Static and dynamic state differences between EC and EO using BOLD and CBF

Although previous resting-state fMRI studies have compared EC and EO, using either BOLD or ASL separately, the current study combined BOLD and ASL to reveal differences between EC and EO. Further, we validated our multi-contrast state differences with two independent datasets.

In general, our findings of state differences between EC and EO using BOLD-ALFF were consistent with previous observations [23, 24, 35]. Liu and colleagues [23] performed split-half validation of the ALFF difference between EO and EC. They found high reproducibility of the higher ALFF for EC than EO in the PSC, PAC, SMA, as well as high reproducibility of the lower ALFF for EC than EO in the lateral occipital cortex. The current BOLD-ALFF results from two independent datasets demonstrated that those ALFF differences were highly reproducible across research centers, expanding previous reproducibility findings using split-half validation [23].

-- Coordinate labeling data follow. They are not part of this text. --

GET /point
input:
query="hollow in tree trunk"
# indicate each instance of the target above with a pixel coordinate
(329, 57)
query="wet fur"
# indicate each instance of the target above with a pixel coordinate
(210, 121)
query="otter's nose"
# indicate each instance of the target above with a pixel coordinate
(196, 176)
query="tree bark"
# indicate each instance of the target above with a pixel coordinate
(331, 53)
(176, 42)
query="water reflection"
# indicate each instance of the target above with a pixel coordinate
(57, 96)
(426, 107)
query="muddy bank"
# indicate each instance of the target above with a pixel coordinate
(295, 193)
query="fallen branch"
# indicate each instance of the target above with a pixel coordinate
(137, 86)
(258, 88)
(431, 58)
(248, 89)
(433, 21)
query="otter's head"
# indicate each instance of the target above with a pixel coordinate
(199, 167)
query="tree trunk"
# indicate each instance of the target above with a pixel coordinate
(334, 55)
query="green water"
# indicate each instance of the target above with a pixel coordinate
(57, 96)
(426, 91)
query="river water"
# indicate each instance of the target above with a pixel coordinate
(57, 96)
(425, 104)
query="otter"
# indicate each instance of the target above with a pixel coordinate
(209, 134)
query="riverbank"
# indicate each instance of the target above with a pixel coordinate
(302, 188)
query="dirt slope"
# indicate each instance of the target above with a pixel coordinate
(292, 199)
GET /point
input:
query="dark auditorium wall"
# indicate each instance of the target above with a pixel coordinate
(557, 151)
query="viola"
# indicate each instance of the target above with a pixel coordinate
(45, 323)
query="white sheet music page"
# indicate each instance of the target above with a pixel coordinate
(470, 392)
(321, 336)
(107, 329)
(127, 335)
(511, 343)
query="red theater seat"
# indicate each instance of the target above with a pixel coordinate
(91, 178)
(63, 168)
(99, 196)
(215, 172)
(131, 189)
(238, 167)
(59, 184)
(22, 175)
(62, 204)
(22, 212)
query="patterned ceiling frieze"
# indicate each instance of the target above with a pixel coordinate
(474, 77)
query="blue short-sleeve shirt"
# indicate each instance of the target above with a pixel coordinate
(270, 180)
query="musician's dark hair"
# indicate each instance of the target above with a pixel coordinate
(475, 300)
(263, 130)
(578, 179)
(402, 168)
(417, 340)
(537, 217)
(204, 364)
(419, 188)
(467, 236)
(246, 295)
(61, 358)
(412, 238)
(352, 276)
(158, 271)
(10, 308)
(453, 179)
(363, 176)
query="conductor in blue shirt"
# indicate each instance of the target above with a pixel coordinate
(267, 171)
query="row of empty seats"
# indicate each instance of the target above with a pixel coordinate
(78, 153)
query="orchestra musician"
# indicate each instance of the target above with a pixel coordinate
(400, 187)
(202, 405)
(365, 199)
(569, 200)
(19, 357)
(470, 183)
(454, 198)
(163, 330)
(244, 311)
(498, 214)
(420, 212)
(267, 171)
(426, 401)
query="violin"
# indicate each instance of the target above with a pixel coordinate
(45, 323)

Higher amplitude of BOLD fluctuations in the visual cortex under EC than EO have been reported [3640], which were inconsistent with our findings. One potential explanation for this inconsistency was whether or not spatial z-score normalization was performed on the strength of BOLD dynamics, as we did here. In fact, we conducted state differences detection between EC and EO based on BOLD-ALFF without z-normalization and replicated their findings in the visual cortex (data not shown). Our processing strategy with z-normalization was supported by the finding that standardizing ALFF could reduce the variance induced by nuisance sources such as head motion and different research centers, and improved test-retest reliability [41]. Nevertheless, further investigation is needed to determine the underlying neurophysiologic mechanism of state differences between EC and EO, and whether or not it is appropriate to perform z-normalization on these data.

Lower CBF in the PVC for EC than EO was consistent with a previous ASL study [25] and PET study [42]. Hermes and colleagues [25] acquired resting CBF data using continuous ASL with EC and EO. They showed significant CBF increases in the primary and secondary visual areas (BA 17, 18) for EO compared with EC, and the findings were reproducible on two measurement occasions that were seven weeks apart. Expanding on the temporal reproducibility of state differences between EC and EO detected by CBF, we additionally showed that CBF could consistently detect state differences across research centers.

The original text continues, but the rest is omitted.